Fun and educational resources for the end of summer
While we’re all stressed and preoccupied with how we will educate our kids in the fall, the summer isn’t quite yet over! There’s still an opportunity to engage them through fun and educational summer activities - yes, it is possible to do both!
We’ve done our homework and curate a list of resources that your child (and you) can enjoy together. All of them have free materials, though some require premium membership for additional content. Spend quality time with your child, learn a new skill or two and make the most of the next few weeks!
This is an awesome YouTube channel for kids of all ages. They have tons of art lessons videos, including how to draw for kids, and even painting and origami lessons. I finally managed to draw that LEGO person instead of the stick figure that I usually draw for my 2.5 year old son!
If your kids love art and the Elephant and Piggie books as much as ours do, then tune in to the 15 episodes of Lunch doodle with Mo Willems! The Kennedy Center has archived the episodes, as well as the downloadable activities. The episodes are all less than 30 min in length and will be fun for kids of all ages (and maybe even some parents too!)

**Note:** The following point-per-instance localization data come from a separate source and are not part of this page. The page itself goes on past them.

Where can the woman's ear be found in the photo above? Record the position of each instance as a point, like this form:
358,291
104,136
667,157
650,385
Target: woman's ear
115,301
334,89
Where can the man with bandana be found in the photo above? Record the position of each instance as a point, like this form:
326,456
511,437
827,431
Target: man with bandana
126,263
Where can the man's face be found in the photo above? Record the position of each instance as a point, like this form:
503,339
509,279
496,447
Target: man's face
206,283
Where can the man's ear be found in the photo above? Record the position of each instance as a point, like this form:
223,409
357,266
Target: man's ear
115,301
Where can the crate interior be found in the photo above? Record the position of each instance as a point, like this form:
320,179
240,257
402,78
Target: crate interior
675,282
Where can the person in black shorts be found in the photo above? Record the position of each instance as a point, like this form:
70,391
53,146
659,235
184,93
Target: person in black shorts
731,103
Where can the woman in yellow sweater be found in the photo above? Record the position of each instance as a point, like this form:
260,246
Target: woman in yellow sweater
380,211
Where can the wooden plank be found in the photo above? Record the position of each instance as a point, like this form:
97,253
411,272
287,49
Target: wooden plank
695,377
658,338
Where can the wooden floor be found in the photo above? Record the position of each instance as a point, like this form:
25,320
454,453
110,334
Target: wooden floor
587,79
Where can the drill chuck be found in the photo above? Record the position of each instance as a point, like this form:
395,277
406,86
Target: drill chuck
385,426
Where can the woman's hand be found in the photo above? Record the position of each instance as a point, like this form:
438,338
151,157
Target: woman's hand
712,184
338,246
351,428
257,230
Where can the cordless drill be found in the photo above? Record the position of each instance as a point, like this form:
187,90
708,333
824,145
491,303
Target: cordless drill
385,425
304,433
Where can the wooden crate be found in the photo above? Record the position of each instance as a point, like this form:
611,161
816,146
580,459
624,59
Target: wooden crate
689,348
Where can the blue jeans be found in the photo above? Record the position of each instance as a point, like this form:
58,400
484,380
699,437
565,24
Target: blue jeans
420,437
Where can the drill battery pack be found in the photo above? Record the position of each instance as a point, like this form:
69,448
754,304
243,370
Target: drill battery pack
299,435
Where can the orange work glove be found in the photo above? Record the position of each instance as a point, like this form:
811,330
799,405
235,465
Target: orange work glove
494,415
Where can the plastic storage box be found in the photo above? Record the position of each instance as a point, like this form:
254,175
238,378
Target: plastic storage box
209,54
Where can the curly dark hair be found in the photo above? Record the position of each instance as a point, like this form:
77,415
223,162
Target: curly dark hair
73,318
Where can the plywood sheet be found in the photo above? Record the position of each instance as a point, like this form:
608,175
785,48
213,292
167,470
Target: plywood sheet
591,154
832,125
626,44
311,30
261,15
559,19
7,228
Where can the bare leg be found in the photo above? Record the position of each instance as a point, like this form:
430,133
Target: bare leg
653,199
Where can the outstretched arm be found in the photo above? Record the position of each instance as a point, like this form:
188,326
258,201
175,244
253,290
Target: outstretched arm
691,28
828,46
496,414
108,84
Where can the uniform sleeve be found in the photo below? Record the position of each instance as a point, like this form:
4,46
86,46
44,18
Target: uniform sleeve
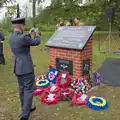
32,42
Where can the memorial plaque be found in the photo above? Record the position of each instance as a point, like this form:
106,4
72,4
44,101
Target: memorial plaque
64,65
86,67
72,37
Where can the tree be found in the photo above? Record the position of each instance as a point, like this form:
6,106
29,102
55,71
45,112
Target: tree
2,2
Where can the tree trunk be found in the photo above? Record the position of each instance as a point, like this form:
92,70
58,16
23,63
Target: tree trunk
34,8
34,12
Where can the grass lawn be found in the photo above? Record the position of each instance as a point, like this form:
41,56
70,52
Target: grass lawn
9,97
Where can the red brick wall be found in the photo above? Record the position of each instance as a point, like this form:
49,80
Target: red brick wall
77,56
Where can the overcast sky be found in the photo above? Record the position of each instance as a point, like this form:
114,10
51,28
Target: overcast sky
22,2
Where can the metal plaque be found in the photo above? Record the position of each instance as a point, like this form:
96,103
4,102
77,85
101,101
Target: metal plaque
72,37
86,67
64,65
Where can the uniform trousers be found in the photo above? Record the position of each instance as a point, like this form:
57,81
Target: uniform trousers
26,87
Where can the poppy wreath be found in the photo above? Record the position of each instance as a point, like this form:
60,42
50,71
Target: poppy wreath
41,77
97,103
53,89
42,83
38,92
50,98
66,94
66,76
79,99
52,74
97,78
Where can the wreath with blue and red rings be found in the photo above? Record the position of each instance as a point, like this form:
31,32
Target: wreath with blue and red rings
52,75
50,98
67,81
42,83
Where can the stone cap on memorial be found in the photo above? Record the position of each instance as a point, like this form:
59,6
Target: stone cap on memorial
71,37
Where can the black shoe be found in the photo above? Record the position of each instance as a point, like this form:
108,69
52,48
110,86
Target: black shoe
23,118
33,109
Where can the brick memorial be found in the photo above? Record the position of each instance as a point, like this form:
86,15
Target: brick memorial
70,50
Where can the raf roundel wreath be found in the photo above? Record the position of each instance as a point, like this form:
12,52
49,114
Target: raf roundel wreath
97,103
67,80
51,75
42,83
50,98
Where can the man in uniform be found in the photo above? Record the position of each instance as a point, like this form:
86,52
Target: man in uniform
2,38
23,65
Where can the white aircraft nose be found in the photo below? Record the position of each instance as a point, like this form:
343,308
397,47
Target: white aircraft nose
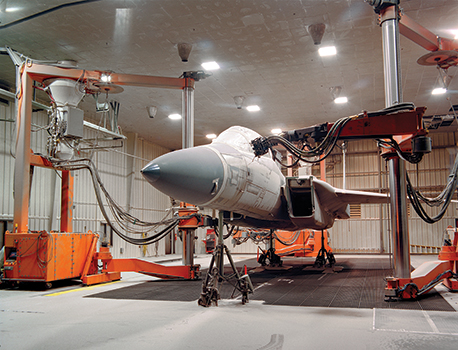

Once most museums closed in the spring, they began offering resources and interactive activities for your kids. It has videos to help you and your kid create things like fluffy cloud dough or lava lamps! The CMOM is one of the museums that I particularly like, but don’t forget to check out the website of your local museums, you can search here on https://findachildrensmuseum.org/at-home/
If your child loves assisting you in the kitchen, America’s Test Kitchen will make them fall in love with cooking and baking even more! The website provides recipes and hands-on activities and experiments. They even made it simple for parents by offering simpler recipes or activities for weekdays and a bigger project the whole family can accomplish on Saturday or Sunday.

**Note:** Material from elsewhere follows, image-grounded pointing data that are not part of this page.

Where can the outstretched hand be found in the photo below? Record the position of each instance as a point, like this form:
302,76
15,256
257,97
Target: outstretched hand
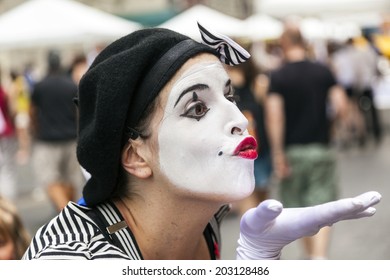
266,229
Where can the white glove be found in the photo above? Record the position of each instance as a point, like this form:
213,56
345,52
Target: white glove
266,229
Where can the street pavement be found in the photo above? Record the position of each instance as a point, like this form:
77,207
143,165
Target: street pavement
360,170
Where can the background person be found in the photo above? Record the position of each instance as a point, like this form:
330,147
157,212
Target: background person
298,124
54,127
14,238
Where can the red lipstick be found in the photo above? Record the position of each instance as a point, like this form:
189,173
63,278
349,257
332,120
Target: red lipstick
247,148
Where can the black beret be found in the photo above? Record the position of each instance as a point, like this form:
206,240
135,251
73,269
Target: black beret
122,81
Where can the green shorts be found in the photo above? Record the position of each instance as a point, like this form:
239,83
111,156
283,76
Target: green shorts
313,177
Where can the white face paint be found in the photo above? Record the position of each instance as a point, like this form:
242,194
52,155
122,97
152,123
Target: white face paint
200,134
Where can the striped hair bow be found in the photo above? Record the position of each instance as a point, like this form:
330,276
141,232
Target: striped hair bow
229,51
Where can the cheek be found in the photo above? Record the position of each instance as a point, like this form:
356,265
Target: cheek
191,160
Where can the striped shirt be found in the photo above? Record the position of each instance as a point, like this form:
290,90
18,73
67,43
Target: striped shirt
75,233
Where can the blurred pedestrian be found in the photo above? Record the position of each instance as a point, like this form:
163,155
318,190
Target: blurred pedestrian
19,99
7,148
299,129
54,122
250,99
355,69
14,237
78,67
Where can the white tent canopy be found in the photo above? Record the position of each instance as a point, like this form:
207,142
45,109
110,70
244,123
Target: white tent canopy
262,27
42,23
186,22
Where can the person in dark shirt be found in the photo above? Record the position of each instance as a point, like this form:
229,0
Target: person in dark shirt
302,93
54,126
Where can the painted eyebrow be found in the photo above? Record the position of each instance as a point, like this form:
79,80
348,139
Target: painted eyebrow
189,89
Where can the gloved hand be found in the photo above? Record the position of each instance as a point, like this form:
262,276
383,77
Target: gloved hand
266,229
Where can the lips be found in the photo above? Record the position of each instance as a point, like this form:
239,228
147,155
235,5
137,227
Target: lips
247,148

Netflix has made a selection of their documentary features and series available on their YouTube channel. Please check the ratings so that you can make informed choices for your child. When I last checked, the channel now has 34 videos across topics such as the forest to the stock market. Whatever topic your child loves learning, this channel will likely have something that he/she will enjoy.
Audible is providing free stories to kids and teens. Your child can enjoy the classics and new books, including titles across six different languages. All stories are free to stream on your desktop, laptop, phone or tablet.

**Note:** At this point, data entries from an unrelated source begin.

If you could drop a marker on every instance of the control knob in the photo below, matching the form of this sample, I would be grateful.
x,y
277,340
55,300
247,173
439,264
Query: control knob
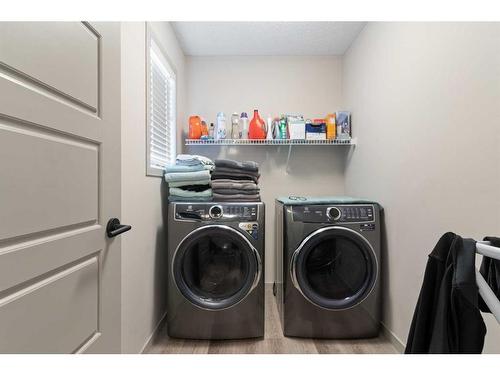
x,y
334,213
215,212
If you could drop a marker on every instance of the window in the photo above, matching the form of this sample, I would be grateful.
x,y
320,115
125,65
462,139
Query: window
x,y
161,129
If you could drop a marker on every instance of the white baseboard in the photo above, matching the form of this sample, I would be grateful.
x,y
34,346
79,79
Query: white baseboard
x,y
395,341
153,335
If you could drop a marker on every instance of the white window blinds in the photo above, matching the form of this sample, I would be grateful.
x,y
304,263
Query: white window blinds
x,y
162,111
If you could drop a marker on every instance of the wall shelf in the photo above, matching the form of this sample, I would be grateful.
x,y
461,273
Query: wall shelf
x,y
270,142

National Geographic is a national treasure! In addition to the engaging content about animals, nature, and places that you would expect- they also have science experiments that you can watch and re-create at home including Lava Lamp hacks and Eggperiments for interactive fun.
Kids need exercise, and now more than ever with all the time at home and in front of screens. Yoga and kids is a surprisingly good combination. Cosmic kids does a great job of engaging the kids in movement through storytelling adventures (like Cinderella, Frozen, and non-film related stories too). I mean what kid wouldn’t want to bend like a rainbow or pretend to be an airplane flying to a beach party in Belize?!
9. Head to the zoo
If you’re comfortable with heading outside, the zoo may be a great educational option (note: though its’s best to avoid any rides or eating establishments there). Many major U.S. zoos are open for business including the renowned San Diego Zoo, Houston, Philadelphia, Denver, Columbus, the Bronx and Brookfield Zoos among others.